Good job, baffin. So now you finally understand that MOVs don't WEAR. Or do you?
Your tires wear. Your brakes wear. That's a normal in-service condition the designer fully expects and accounts for. The device still meets spec and performs as intended after significant wear. Your window glass doesn't wear. If it takes a hit, it's either OK or broken. Same with MOVs. That's why they put LEDs on the better ones, so you can tell if they're OK or broken.
Dx, Your still wrong. Do a search on "MOV DEGRADATION".
MOV's are DEGRADED, or should I say WORN, by surges over the designed max. Temporary over voltages from the utility, say 140 volts instead of 120, for 10 seconds or more will cause significant WEAR on the MOV's in most of the surge strips found in stores today (MCOV of 130V). It won't toast them, but it will reduce the voltage at which it passes current. Since it begins clamping at a lower voltage than initially designed, it's peak current handling rating for it is also lower. In other words it's not as good as it was when it was new because it's WORN.
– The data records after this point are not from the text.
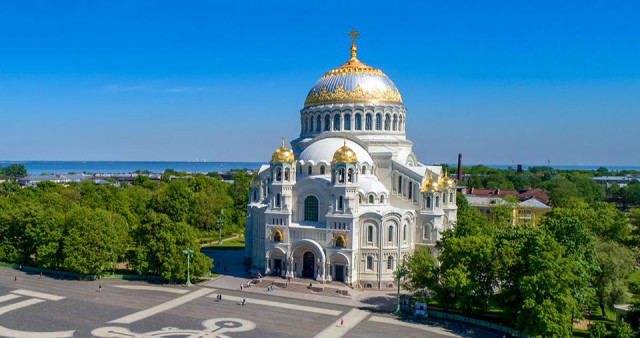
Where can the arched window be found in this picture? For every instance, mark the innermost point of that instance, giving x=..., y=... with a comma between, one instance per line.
x=278, y=174
x=311, y=209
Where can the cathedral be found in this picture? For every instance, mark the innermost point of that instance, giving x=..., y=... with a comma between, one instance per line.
x=349, y=200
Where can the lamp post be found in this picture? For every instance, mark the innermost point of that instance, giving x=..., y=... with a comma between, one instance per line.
x=220, y=224
x=399, y=275
x=188, y=253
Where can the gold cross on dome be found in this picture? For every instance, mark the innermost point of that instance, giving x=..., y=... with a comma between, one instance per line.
x=354, y=34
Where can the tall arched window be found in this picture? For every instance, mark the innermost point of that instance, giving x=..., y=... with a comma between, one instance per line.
x=358, y=122
x=311, y=209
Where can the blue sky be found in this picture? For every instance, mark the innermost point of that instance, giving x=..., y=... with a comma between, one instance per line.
x=499, y=81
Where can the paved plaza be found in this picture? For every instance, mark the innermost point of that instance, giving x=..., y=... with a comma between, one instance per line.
x=47, y=307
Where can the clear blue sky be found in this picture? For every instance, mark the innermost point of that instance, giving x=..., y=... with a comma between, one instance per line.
x=500, y=81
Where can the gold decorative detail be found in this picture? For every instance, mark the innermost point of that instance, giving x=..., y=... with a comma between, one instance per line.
x=430, y=184
x=334, y=240
x=339, y=95
x=275, y=234
x=345, y=154
x=282, y=155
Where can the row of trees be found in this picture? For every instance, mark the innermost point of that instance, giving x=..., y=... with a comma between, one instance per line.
x=89, y=228
x=541, y=278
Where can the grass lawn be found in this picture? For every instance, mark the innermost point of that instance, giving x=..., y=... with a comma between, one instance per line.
x=232, y=244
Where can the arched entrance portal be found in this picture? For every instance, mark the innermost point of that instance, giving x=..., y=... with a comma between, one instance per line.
x=308, y=265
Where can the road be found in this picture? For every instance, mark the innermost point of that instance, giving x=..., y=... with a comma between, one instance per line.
x=45, y=307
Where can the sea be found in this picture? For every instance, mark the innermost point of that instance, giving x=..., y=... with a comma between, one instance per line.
x=122, y=167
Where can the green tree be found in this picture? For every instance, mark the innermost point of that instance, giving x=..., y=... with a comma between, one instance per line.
x=615, y=264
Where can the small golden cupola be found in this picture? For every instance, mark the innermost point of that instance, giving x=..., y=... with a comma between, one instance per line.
x=345, y=155
x=282, y=155
x=447, y=182
x=430, y=184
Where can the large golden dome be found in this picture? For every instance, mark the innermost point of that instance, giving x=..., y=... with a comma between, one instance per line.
x=353, y=82
x=283, y=155
x=345, y=155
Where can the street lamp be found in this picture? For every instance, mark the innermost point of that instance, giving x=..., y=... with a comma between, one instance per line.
x=188, y=253
x=220, y=224
x=399, y=275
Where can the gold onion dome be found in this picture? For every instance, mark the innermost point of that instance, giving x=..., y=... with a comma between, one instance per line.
x=447, y=182
x=354, y=82
x=430, y=185
x=345, y=155
x=282, y=155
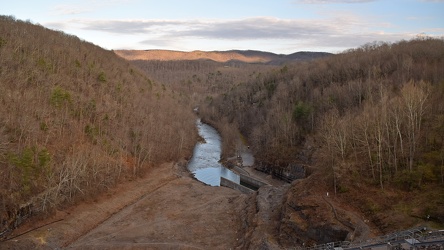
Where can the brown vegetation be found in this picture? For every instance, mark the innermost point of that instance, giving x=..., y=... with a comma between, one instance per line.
x=368, y=117
x=245, y=56
x=77, y=119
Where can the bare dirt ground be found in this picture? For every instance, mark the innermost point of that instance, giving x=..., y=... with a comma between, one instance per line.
x=167, y=209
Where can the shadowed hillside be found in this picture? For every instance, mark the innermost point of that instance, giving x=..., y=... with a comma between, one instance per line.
x=246, y=56
x=75, y=120
x=369, y=120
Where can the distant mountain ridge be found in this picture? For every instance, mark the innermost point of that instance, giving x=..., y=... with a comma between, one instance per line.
x=247, y=56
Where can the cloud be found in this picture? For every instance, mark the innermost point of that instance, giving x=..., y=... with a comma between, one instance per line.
x=85, y=6
x=335, y=31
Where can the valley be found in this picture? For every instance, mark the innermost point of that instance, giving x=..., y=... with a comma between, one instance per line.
x=95, y=144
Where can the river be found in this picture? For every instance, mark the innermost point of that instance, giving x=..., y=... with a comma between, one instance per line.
x=205, y=164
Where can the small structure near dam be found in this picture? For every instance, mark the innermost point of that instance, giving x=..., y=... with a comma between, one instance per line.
x=247, y=184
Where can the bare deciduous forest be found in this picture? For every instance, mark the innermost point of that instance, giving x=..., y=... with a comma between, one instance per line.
x=77, y=119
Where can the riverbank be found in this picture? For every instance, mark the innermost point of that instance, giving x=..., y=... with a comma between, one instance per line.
x=165, y=209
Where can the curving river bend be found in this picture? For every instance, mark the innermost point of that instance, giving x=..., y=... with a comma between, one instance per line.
x=205, y=164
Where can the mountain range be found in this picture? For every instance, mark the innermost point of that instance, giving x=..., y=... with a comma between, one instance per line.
x=247, y=56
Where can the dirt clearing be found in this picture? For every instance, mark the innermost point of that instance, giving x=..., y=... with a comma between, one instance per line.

No you should NOT say WORN. You should say degraded, failed, broken, replaceitnow, goodbye, sayonara, adios.
Originally posted by baffin789
MOV's are DEGRADED, or should I say WORN, by surges over the designed max.
This is common sense. If you exceed the design max of your double-pane window and break only one pane, it still kinda keeps the rain out. But it's not WORN, it's BROKEN.